Traitement d’images de neurones mDA humains dérivés d’iPSC colorés par fluorescence pour la génération de profils phénotypiques

Pour traiter les images des neurones colorés par fluorescence acquises à l’aide d’un microscope à fluorescence confocale, utilisez le logiciel phenol link pour la segmentation des images et l’extraction des caractéristiques. Dans le logiciel, chargez la plaque de votre choix pour accéder aux données et sélectionnez l’image souhaitée. Pour effectuer une segmentation d’image sur les images brutes corrigées de l’éclairage, ajustez les intensités fluorescentes pour visualiser les différents canaux.

Déterminez empiriquement les seuils d’intensité de canal respectifs par plaque pour vous assurer que le signal segmenté souhaité correspond au signal de l’image brute et minimiser le signal de fond. Pour séparer les cellules vivantes des cellules mortes, définissez la taille du noyau et les seuils d’intensité. Mesurez la taille du noyau en double-cliquant et visualisez l’intensité affichée.
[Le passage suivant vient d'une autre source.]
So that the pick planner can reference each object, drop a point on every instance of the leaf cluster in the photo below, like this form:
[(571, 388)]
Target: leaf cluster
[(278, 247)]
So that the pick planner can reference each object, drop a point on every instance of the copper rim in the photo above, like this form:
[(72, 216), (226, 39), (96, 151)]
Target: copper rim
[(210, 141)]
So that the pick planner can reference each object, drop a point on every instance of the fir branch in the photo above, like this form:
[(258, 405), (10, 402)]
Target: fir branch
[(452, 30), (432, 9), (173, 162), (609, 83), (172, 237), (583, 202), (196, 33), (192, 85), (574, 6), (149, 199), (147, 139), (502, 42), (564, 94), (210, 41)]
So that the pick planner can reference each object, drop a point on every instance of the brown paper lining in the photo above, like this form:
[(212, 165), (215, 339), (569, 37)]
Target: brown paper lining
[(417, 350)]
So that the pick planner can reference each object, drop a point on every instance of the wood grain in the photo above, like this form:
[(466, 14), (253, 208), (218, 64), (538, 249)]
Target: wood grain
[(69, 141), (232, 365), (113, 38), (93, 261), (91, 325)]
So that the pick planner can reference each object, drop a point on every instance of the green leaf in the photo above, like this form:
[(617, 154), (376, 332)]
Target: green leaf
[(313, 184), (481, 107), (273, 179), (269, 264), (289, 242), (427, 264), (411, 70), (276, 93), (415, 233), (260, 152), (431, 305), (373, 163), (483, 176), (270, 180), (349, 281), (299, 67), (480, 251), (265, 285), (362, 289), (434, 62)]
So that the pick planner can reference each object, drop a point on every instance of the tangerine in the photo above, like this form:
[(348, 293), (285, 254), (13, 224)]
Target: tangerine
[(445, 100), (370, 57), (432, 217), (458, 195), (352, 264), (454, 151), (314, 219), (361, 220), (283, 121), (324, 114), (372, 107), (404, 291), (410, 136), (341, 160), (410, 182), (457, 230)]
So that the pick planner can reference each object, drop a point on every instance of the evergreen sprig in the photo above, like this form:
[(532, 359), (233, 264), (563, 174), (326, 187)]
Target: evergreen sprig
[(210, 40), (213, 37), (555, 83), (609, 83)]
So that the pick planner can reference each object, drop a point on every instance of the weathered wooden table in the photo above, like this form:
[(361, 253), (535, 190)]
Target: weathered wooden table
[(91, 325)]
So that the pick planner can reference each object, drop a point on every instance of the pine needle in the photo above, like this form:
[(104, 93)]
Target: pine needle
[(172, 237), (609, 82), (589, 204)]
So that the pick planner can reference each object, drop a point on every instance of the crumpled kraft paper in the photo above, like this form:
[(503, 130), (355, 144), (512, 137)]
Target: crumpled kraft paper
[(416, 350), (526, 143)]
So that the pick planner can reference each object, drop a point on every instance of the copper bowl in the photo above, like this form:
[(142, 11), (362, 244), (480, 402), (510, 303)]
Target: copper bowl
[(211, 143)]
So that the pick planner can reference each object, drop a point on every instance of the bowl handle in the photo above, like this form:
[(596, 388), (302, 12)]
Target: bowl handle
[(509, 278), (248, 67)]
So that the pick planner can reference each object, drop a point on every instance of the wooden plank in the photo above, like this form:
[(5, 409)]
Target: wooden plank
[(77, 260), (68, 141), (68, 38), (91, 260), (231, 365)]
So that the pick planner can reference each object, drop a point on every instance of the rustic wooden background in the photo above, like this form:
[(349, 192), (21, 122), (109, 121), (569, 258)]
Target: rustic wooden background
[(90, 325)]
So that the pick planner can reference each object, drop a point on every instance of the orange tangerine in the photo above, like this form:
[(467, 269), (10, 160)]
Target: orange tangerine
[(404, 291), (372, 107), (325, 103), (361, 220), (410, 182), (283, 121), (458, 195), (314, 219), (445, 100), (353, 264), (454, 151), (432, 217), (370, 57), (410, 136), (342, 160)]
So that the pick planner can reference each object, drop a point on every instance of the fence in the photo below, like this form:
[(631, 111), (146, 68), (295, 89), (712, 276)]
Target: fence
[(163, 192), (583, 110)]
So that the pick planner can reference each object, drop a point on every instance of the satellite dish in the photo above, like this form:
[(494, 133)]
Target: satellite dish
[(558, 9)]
Lorsque vous utilisez des images 40 X, conservez les paramètres par défaut et exécutez le traitement. Avec les données quantitatives tabulaires qui en résultent, construisez des profils phénotypiques pour comparer différentes lignées cellulaires ou conditions de traitement. Exécutez le bloc-notes Jupyter cellule par cellule, à l’aide du logiciel Jupyter pour la génération et la visualisation de profils phénotypiques.

Les images ont été segmentées et les caractéristiques phénotypiques ont été extraites. Au total, 126 caractéristiques quantitatives pouvant être agrégées en profils phénotypiques bien fondés ont été déterminées. Certaines caractéristiques ont montré des changements lors du traitement composé.

Par exemple, l’intensité de fluorescence de l’alpha-synucléine dans la tyrosine hydroxylase, ou cellules TH positives, a diminué lors du traitement par l’inhibiteur de la kinase LARK2 PFE-360. D’autres caractéristiques, telles que la longueur du réseau de neurites MAP2 ou le rapport de neurones TH positifs, ne présentaient des différences qu’entre les lignées cellulaires testées, mais pas sur le traitement composé.